Thinking about the Public Service beyond the looming below 50% threshold by all parties. The public service must be protected from collapse
Edited version was published in the Sunday Times on 20 August 2023
The implications of a below 50% threshold election result by all political parties in South Africa will be both a positive test of the resilience of the fragile democratic order and a liability to how it operates on behalf of citizens. The Public Service, as a constituted mind of the state, organised in the three spheres of government, and as organs of state, is a mechanism through which society or citizens interface with the government of the day.
The
South African Constitution provides basic values and principles governing
public administration, the operational field of Public Service. The
Constitution specifies that "within public administration, there is a
Public Service for the Republic". This Public Service, over and above its
functioning and structuring in terms of legislation, is constitutionally
expected to execute the lawful policies of the governing party loyally.
In
the last thirty years of a one-governing party political system in South
Africa's democratic order, the logic for transforming the Public Service became
a cadre deployment system that veered away from the original intentions of
building a service reflective of the country's demographics. The politically
dominant had the executive authority to structure the Public Service to their
objectives and thus compromising the virtue of "loyally executing the
lawful policies" of whoever was governing. The prize of politics, which is
government, started to include deploying those that could "loyally execute
wishes of those that appointed them by any means possible" if recorded and
unchallenged evidence of corruption and state capture stays our authority over
what happened.
The
true implications of a coalition arrangement that might result from a below 50%
showing by all parties are that the Public Service, with the ethos of being
deployees, might be the most significant risk to the stability of the
democratic order. The 'public' in 'public service', which the Constitution
reduces to being the majority represented by 'the government of the day', will
be diffused into the various mandates constituting the required 50% threshold.

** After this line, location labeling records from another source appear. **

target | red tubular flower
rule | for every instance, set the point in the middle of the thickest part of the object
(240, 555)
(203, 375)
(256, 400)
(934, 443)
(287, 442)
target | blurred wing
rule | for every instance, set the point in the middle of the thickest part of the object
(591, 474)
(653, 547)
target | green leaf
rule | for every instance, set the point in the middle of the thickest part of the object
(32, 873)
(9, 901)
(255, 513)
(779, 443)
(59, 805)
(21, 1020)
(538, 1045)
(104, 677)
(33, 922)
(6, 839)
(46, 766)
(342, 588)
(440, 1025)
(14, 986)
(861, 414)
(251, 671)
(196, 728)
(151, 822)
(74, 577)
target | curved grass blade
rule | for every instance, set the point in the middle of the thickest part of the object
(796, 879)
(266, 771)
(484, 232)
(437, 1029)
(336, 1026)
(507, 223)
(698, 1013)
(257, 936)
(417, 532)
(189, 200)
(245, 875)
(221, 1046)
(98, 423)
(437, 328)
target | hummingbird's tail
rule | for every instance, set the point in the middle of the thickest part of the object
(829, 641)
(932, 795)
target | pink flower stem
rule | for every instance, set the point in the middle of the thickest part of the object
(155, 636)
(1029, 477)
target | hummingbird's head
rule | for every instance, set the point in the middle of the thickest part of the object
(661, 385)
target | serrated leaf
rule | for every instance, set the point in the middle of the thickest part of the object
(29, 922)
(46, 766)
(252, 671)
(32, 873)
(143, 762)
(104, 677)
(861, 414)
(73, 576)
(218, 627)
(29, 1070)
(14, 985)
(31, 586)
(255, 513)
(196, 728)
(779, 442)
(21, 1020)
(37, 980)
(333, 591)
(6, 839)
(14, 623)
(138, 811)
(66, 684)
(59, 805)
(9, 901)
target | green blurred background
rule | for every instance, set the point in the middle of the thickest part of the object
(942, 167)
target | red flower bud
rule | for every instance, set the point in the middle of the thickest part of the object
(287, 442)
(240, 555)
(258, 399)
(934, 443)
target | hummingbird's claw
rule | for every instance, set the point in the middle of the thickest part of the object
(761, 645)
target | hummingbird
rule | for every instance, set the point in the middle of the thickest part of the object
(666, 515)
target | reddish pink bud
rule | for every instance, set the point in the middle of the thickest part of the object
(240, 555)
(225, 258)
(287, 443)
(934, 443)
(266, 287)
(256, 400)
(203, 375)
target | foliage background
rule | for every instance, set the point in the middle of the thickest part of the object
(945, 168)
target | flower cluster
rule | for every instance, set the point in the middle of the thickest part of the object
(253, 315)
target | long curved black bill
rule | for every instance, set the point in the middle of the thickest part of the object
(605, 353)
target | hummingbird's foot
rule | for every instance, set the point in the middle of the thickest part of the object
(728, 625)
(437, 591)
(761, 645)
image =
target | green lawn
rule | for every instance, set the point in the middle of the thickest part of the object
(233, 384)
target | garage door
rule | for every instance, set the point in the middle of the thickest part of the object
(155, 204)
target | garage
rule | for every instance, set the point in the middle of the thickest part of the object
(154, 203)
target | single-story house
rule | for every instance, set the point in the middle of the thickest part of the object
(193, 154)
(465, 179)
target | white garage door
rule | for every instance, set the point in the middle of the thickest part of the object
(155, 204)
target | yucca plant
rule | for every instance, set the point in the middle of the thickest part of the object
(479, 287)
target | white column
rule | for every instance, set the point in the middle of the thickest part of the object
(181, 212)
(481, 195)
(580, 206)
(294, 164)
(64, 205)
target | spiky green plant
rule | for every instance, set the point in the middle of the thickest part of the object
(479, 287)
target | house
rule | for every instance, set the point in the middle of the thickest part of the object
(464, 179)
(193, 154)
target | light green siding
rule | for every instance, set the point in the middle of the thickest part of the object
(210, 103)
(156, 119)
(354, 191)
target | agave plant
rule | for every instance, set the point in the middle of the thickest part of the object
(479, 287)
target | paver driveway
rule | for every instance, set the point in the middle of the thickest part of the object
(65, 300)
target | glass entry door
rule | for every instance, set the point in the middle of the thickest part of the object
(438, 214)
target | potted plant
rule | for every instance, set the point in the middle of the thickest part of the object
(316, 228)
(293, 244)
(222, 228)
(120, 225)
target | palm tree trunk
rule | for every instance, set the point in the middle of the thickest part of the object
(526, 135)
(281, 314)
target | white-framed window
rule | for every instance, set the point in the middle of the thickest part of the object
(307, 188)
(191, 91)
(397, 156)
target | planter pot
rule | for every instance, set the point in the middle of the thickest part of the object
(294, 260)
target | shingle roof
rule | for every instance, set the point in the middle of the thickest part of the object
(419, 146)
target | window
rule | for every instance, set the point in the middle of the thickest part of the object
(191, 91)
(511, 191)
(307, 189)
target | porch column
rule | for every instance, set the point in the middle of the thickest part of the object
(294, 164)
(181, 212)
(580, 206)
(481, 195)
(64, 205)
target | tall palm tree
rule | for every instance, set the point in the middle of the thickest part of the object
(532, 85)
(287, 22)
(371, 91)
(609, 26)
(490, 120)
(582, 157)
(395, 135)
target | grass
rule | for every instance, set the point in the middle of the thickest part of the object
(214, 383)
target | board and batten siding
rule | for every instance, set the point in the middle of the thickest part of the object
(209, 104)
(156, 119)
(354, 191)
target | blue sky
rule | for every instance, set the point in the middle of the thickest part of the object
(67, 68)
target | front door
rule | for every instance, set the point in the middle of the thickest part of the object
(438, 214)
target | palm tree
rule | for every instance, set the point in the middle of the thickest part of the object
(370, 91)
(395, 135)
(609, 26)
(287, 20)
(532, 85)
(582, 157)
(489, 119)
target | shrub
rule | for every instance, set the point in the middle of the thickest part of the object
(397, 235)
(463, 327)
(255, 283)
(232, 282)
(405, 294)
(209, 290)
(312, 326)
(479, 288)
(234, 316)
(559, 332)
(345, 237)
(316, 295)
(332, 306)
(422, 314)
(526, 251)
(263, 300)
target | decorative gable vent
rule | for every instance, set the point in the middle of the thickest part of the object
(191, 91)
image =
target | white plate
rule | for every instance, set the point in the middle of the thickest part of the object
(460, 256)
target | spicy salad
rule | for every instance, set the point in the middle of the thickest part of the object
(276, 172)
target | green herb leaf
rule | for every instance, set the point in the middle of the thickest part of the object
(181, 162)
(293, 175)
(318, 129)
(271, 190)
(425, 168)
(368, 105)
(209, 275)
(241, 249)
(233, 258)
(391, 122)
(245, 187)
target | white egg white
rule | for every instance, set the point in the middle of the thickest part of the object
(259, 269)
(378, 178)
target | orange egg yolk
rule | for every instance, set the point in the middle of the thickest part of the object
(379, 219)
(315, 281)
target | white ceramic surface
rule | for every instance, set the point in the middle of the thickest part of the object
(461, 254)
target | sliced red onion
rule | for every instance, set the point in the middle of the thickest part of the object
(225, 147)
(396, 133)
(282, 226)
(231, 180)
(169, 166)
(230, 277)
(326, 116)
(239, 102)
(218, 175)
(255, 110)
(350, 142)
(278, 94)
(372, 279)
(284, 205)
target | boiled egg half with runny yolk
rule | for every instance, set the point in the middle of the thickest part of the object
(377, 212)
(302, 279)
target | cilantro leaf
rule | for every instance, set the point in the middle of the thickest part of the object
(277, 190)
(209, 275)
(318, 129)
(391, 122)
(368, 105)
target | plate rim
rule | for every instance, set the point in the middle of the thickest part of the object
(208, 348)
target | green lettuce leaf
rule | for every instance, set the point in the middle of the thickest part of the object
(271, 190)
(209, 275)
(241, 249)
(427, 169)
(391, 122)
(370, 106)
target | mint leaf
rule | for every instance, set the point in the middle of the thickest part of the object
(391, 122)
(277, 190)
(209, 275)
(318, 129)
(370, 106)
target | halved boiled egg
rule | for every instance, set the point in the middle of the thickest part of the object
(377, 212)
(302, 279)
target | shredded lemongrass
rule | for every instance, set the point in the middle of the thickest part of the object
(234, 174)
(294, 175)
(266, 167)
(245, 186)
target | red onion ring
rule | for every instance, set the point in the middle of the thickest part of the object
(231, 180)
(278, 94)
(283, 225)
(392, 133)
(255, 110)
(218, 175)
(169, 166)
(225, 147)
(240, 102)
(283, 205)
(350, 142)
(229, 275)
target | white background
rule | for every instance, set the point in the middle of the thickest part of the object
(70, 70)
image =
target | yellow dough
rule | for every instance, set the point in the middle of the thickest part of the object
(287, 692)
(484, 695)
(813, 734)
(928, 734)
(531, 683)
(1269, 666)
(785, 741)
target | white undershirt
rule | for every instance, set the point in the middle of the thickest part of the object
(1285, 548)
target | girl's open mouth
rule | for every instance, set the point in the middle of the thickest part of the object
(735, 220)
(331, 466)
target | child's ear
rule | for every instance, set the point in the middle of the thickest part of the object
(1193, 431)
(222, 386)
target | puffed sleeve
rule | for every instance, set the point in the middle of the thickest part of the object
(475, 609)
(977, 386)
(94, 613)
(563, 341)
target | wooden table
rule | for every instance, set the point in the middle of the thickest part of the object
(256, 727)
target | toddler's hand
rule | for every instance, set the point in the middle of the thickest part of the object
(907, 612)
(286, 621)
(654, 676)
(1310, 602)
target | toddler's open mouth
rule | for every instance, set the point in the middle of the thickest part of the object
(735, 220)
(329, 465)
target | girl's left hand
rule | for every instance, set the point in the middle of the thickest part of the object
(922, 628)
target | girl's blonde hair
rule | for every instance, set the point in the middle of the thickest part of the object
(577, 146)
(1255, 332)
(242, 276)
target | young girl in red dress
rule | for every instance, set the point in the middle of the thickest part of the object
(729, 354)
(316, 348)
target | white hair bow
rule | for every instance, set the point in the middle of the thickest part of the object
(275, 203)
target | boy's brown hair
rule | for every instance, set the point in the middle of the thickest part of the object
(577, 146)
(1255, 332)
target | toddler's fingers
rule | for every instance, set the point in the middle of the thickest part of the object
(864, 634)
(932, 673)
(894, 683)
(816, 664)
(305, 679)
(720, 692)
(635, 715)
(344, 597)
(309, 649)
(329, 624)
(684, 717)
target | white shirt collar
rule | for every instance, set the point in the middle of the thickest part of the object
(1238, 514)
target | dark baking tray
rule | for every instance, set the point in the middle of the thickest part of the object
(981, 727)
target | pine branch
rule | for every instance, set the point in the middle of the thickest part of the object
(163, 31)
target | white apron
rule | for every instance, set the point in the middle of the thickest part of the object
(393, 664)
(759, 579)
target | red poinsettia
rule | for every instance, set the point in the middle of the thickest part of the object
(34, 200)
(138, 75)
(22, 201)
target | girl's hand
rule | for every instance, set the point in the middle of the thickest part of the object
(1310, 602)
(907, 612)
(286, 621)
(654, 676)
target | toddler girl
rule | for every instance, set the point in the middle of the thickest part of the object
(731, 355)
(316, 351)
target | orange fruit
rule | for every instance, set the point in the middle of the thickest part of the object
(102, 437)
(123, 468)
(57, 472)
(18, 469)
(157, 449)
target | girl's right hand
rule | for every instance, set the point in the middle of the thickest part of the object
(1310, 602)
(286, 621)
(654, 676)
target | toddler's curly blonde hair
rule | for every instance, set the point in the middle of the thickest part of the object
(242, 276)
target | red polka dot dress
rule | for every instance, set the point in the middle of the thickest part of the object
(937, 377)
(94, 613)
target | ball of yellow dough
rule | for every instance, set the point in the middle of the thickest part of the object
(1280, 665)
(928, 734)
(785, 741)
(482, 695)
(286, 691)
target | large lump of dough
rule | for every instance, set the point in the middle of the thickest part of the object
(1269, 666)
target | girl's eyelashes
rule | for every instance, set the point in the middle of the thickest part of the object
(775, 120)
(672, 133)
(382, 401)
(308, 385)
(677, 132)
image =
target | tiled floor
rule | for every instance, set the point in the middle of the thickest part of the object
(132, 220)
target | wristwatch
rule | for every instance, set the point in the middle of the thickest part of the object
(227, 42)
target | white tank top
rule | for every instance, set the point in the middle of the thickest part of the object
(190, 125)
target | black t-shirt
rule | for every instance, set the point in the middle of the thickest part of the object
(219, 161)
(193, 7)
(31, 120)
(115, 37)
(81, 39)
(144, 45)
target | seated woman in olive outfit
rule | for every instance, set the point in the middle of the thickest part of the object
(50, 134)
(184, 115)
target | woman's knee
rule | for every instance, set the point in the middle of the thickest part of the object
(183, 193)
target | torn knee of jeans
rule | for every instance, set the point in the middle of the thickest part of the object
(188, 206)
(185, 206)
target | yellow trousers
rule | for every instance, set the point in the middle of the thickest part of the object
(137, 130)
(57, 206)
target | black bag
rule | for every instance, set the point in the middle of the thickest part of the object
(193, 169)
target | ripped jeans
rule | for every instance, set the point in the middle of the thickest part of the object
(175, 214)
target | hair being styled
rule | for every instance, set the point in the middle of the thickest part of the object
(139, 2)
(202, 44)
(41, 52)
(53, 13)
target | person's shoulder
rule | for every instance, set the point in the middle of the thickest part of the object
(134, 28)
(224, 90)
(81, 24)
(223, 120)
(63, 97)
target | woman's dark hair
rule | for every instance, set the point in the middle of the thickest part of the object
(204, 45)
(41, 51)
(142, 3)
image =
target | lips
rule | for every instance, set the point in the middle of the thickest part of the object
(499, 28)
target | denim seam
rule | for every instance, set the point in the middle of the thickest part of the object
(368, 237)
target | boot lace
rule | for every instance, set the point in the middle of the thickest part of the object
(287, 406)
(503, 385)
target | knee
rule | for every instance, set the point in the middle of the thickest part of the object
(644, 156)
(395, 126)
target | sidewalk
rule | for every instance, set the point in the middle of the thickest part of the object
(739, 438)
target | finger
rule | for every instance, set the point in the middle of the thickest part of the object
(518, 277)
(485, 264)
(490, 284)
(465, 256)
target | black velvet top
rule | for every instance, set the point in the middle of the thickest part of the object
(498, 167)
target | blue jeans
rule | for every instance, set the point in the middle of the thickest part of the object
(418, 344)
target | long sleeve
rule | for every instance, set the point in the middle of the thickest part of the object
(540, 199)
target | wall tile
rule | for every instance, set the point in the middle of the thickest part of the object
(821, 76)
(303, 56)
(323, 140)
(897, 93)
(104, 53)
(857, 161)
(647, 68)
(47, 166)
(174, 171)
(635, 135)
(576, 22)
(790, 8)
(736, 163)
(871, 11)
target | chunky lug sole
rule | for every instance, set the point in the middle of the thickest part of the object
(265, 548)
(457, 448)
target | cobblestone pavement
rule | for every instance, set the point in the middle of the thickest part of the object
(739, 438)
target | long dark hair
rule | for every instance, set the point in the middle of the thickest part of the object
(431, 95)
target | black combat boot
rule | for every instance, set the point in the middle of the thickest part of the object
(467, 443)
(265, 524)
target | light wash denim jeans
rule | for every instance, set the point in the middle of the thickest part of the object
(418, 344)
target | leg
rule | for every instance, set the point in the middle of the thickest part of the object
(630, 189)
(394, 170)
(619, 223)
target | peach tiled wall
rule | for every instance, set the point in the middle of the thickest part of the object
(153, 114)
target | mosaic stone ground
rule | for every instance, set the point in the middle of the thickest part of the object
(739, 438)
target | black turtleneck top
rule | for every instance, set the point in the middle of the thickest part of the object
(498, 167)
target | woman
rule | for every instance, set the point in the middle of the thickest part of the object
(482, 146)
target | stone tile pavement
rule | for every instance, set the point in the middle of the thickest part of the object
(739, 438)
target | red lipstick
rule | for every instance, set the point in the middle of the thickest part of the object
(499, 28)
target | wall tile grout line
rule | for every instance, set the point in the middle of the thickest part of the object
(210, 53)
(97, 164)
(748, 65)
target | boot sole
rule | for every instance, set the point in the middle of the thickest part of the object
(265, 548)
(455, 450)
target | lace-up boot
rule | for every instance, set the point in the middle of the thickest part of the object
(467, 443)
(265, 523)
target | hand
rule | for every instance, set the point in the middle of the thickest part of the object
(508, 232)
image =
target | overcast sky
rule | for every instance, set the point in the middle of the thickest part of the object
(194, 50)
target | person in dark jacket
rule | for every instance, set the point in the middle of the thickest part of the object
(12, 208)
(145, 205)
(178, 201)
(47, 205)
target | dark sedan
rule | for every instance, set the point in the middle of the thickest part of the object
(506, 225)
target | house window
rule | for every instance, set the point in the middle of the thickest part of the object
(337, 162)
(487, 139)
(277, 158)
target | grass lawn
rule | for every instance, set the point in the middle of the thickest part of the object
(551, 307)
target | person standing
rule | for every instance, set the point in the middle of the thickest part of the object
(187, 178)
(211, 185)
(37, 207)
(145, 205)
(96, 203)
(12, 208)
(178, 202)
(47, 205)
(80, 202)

In this case, the 'government of the day' status, fluid as we have experienced
in municipal government since 2016, might attract loyalty from the public service
commensurate to the instability of coalitions by an immature
political-administration interface state.
The
reversal of a culture where "employees of the public service were favoured
or prejudiced only because they support a particular party or cause" will
be the most energy usurping activity by the 7th administration if a below 50%
threshold condition is realised. This is because the opposition complex, which
might be the 'government of the day' through a coalition arrangement, has demonstrated
that it too practices 'cadre deployment', albeit thus far with a slightly
higher sensitivity to meritocracy, if matric is a minimum standard.
It
has become commonplace to suggest that the dialogue on coalitions in South
Africa is only a political power-saving grace fixation. On the contrary, it
seems the governing ANC is engaging in this coalition dialogue inspired by a
need for concerted action to defend the democratic and constitutional
order.
The
reality of dysfunctional government in municipalities has rendered the
fence-sitting and functional neutrality of the ANC as the expected leader of
society, and arguably still the nexus of politics in South Africa, to be
tantamount to condoning settling fragilities of the state and thus undermining
the foundations of the democratic order it created.
In comparable
democracies, Public Service, is a prestigious calling; not every Dudu, Oscar,
or Steenhuisen can just be recruited into it. It is a service whose role is
equated with the required cognition and, thus, merit. The true meaning of
public service commissioning is taken to the last detail of independence,
impartiality, 'without fear or favour or prejudice practice', and a high
standard of professional ethics. The Public Service Commission is responsible
for commissioning citizens and professionals to serve in the state's public
administration system. Such democracies have, over time, perfected where the
administrative authority of their countries is vested without diluting the
political significance of the legislative, executive, and judicial
authority.
As
the coalition dialogue ensues and the political arrangements are made, there
will have to be an equally obligatory process to start a parallel dialogue on protecting
the public administration system from a possible collapse. The public service
should be recalibrated into a career development space not refereed by the
politics of the day to the extent that it is "loyally executing the lawful
policies of the government of the day".
In the words of Deputy President Paul Mashatile, when opening the National Dialogue on Coalitions, “Whatever the configuration…, the electorate and the people… expect from those who govern nothing less than the material improvement of their lives, a better future for themselves and their children as well as guarantees for peace and security”. This statement echoes what the preamble of the Constitution of South Africa means when it declares “we therefore, through our freely elected representatives, adopt this Constitution as the supreme law of the Republic so as to -improve the quality of life of all citizens and free the potential of each person”. CUT!!!